Penelitian Sri Nawatmi (2016) terhadap 12 negara di Asia Pasifik menunjukkan adanya pengaruh positif signifikan indeks persepsi korupsi (Coruption Perception Index/CPI) terhadap pertumbuhan ekonomi, yakni setiap kenaikan CPI sebesar 1, maka PDB di 12 negara tersebut akan naik sebesar 96,50 juta US$. Demikian juga, investasi yang saat ini memiliki kontribusi sebesar lebih dari 31 persen dari PDB, (3) rendahnya kualitas pelayanan dan fasilitas publik seperti pendidikan dan layanan kesehatan karena berkurangnya alokasi riil yang digunakan untuk peyelenggaraan pelayanan dan fasilitas publik, (4) ketimpangan pendapatan yang terjadi karena adanya pengalihan kekayaan untuk memperkaya diri sendiri dan, (5) rendahnya penerimaan pemerintah khususnya dari sektor pajak sebagai sumber penerimaan terbesar (70 persen APBN). Artinya, korupsi menurunkan taraf hidup sebagian besar masyarakat, korupsi memperkuatan lingkaran setan kemiskinan.

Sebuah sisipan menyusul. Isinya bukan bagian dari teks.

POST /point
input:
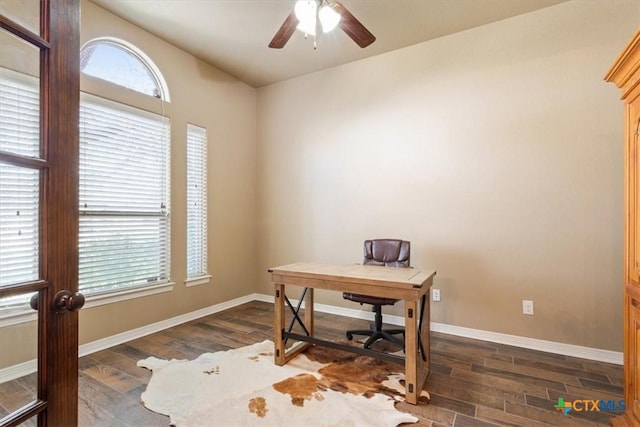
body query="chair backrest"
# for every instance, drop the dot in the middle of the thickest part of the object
(387, 252)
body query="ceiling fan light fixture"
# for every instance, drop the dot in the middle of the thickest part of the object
(329, 18)
(305, 11)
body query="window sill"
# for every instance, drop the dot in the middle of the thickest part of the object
(197, 281)
(28, 315)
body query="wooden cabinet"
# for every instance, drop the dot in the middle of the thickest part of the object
(625, 73)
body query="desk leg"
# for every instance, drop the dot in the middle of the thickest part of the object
(308, 311)
(412, 391)
(278, 326)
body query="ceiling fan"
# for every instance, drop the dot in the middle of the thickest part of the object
(314, 16)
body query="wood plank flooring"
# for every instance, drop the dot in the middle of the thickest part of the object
(472, 383)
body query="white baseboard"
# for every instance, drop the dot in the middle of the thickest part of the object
(28, 367)
(597, 354)
(25, 368)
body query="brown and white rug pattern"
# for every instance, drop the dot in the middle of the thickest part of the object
(243, 387)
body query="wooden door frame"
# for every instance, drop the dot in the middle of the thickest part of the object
(56, 403)
(58, 332)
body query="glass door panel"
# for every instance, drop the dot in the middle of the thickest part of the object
(17, 389)
(24, 12)
(21, 170)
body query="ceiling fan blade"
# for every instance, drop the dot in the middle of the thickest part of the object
(353, 27)
(285, 32)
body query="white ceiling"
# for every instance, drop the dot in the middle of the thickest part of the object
(233, 35)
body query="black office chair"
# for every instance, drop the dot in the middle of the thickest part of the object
(388, 253)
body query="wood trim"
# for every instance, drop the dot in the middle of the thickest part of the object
(23, 32)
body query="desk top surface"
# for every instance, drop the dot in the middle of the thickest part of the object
(356, 273)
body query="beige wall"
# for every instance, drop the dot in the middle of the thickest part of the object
(497, 151)
(204, 96)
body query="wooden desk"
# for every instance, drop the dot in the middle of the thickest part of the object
(407, 284)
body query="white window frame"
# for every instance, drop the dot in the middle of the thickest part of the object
(13, 315)
(196, 206)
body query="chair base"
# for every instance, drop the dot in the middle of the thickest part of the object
(377, 333)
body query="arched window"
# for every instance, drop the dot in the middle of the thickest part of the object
(121, 63)
(124, 236)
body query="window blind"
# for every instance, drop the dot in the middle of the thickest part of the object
(196, 201)
(19, 186)
(124, 197)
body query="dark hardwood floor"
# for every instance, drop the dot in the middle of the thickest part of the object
(472, 383)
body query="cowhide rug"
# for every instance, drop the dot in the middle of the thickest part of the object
(243, 387)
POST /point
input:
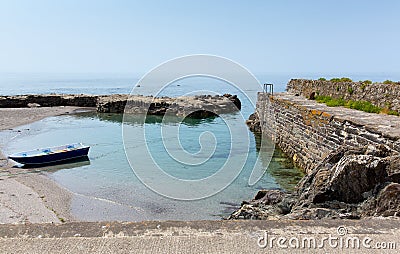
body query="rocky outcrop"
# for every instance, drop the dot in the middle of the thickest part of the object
(201, 106)
(308, 131)
(349, 183)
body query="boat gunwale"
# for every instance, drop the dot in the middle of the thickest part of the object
(17, 155)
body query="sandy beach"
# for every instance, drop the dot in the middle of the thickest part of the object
(30, 196)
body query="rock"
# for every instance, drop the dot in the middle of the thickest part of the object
(33, 105)
(347, 184)
(386, 203)
(254, 123)
(269, 197)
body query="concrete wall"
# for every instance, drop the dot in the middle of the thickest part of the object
(307, 133)
(382, 95)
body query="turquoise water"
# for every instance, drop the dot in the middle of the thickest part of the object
(106, 188)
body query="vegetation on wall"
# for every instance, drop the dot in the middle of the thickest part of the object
(357, 105)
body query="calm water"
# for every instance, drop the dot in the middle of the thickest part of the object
(106, 188)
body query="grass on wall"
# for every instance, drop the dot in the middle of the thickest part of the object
(357, 105)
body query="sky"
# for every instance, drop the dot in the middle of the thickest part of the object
(95, 36)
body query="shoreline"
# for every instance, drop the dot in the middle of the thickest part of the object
(31, 197)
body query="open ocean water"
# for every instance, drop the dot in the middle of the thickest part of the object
(106, 187)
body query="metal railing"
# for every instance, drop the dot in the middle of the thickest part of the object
(269, 88)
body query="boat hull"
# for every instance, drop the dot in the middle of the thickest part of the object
(52, 158)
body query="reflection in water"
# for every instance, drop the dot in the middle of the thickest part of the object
(283, 170)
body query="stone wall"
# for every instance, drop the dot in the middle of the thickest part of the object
(379, 94)
(308, 131)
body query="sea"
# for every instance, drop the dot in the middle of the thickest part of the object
(106, 187)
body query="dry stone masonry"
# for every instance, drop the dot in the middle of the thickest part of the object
(379, 94)
(351, 158)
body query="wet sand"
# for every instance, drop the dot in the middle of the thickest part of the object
(29, 196)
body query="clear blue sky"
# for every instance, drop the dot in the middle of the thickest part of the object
(135, 36)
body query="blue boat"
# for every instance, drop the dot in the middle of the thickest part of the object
(51, 155)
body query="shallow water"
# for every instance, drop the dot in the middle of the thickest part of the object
(107, 188)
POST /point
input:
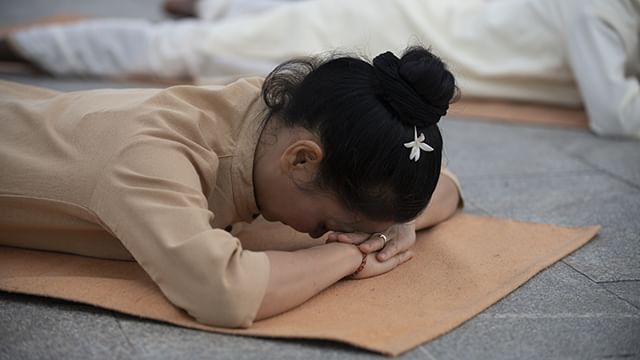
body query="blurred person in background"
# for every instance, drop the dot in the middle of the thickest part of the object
(571, 53)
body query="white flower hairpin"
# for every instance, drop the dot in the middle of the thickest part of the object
(416, 145)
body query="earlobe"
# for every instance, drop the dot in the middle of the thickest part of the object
(301, 155)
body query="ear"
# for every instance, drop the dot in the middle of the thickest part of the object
(301, 160)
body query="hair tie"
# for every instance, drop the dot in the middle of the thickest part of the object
(399, 93)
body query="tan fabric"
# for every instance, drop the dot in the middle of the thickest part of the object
(160, 171)
(460, 268)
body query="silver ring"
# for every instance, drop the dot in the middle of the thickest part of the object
(383, 237)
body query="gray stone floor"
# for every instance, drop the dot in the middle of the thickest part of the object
(586, 306)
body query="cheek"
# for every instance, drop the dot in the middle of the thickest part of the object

Indonesia (masih menjadi) Negara Terkorup

Berbagai tindakan preventif korupsi (setidaknya secara legal formal) sebenarnya telah dilakukan oleh pemerintah. Upaya tersebut dapat dilihat dari diterbitkannya instruksi Presiden Nomor 10 Tahun 2016 tentang Aksi Pencegahan dan Pemberantasan Korupsi dan Peraturan Presiden Nomor 54 Tahun 2018 tentang Strategi Nasional Pencegahan Korupsi.
Namun, data masih menunjukkan masih besar dan masifnya praktik korupsi di Indonesia.

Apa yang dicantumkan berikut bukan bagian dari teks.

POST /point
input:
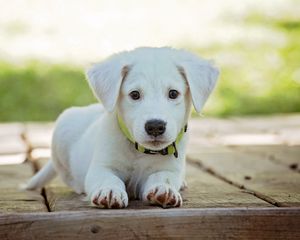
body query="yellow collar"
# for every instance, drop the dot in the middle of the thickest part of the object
(171, 149)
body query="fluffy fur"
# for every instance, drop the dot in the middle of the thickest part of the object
(93, 156)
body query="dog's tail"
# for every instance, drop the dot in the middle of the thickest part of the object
(46, 174)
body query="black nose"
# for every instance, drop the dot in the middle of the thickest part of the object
(155, 127)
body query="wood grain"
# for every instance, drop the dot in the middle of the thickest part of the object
(12, 198)
(288, 156)
(257, 174)
(203, 191)
(261, 223)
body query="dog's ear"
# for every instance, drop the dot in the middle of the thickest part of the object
(105, 80)
(201, 77)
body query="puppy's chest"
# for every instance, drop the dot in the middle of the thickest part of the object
(142, 165)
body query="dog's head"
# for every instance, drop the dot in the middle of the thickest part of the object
(152, 90)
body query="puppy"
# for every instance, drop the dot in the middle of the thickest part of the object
(134, 145)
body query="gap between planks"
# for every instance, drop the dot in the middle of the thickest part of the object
(34, 165)
(199, 164)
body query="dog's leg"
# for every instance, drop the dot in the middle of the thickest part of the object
(162, 188)
(105, 189)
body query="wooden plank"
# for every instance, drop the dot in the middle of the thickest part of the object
(288, 156)
(10, 139)
(204, 191)
(62, 198)
(257, 174)
(12, 198)
(241, 223)
(207, 191)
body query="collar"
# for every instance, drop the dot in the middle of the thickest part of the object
(171, 149)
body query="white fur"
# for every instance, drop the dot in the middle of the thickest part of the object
(92, 155)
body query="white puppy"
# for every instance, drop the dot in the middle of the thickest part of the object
(134, 146)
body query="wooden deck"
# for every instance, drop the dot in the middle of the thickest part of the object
(243, 179)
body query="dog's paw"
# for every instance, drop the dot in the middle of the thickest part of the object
(110, 198)
(163, 195)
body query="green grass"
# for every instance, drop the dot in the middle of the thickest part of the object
(256, 79)
(39, 92)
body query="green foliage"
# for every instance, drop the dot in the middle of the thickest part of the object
(256, 78)
(259, 78)
(39, 92)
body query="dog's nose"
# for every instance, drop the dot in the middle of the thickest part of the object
(155, 127)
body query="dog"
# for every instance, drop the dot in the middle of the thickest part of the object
(132, 146)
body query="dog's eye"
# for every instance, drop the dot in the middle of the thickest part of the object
(135, 95)
(173, 94)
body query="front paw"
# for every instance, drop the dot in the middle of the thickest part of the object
(110, 198)
(163, 195)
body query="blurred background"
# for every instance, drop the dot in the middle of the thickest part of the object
(46, 45)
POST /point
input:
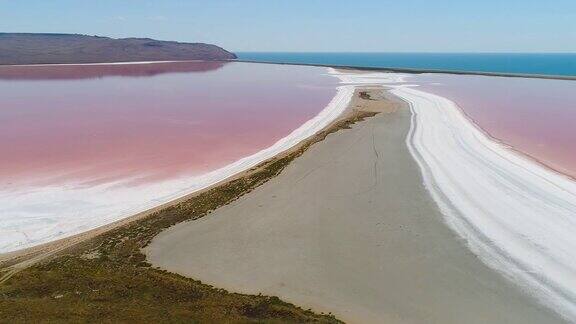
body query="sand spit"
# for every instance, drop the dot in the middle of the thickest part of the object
(349, 228)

ICW melaporkan jumlah potensi kerugian negara akibat korupsi periode 2012-2022 mencapai Rp138,39 triliun. Datadoks.katadata.id menunjukkan bahwa berbagai kasus tindak korupsi yang ditangani oleh KPK selama tahun 2023, sampai dengan bulan Oktober terdapat 85 kasus. Kasus terbanyak dalam bentuk gratifikasi dengan 44 kasus, disusul pengadaan barang/jasa dengan 32 kasus, TPPU 6 kasus, merintangi penyidikan 2 kasus, dan pungutan/pemerasan 1 kasus.

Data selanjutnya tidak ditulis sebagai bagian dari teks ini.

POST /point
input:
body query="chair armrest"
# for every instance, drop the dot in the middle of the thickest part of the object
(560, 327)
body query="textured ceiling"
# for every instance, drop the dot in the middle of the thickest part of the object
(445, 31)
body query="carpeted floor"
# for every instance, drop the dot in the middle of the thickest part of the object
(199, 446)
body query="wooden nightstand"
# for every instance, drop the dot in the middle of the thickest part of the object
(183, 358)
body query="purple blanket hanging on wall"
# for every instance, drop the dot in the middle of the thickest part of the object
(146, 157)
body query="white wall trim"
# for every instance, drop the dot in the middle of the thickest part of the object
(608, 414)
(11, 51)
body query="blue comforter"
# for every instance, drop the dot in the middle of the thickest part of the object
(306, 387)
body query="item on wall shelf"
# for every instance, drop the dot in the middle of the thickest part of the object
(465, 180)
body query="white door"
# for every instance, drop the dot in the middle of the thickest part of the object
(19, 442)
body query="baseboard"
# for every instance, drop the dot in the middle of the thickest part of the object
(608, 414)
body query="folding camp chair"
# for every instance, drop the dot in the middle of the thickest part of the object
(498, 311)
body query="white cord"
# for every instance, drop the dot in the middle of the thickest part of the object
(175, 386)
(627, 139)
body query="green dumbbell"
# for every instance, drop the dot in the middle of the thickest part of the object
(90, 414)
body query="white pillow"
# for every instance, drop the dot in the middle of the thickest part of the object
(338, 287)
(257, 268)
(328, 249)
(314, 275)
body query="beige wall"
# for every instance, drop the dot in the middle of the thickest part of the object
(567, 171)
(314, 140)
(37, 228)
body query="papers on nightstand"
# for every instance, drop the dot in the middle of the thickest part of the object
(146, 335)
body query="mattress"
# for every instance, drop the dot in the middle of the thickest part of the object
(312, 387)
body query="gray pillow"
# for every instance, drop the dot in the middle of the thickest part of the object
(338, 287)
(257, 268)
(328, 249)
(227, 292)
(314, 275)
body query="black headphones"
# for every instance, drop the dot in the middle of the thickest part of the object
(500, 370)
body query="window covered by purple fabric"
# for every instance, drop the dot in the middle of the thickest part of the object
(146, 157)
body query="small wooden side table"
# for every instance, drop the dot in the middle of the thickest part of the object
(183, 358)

Berdasarkan struktur kepemerintahan, tindak pidana korupsi terjadai pada tingkat pemerintah kota/kabupaten, yakni sebanyak 29 kasus. Menurut kelembagaan, tindak pidana korupsi paling banya terjadi pada instansi kementerian, 26 kasus, BUMN/BUMD 20 kasus, dan pemerintah provinsi 10 kasus. Pelaku tindak pidana korupsi terbanyak dilakukan oleh pejabat eselon I, II, dan III. Sementara itu, kasus yang melibatkan swasta sebanyak 26 kasus.

Berdasarkan wilayah, KPK mencatat 5 Provinsi dengan kasus korupsi terbanyak yaitu Sumatera Selatan, Jawa Timur, Jawa Barat, Sumatera Utara, dan Kalimantan Selatan.
Di sepanjang semester pertama 2023 KPK menggelar tiga kali OTT. Dalam gelar OTT tersebut tertangkap antara lain Bupati Kepulauan Meranti, sejumlah pejabat Direktorat perkerataapian, dan wali kota Bandung. KPK juga telah melakukan upaya hukum terhadap 1.620 orang.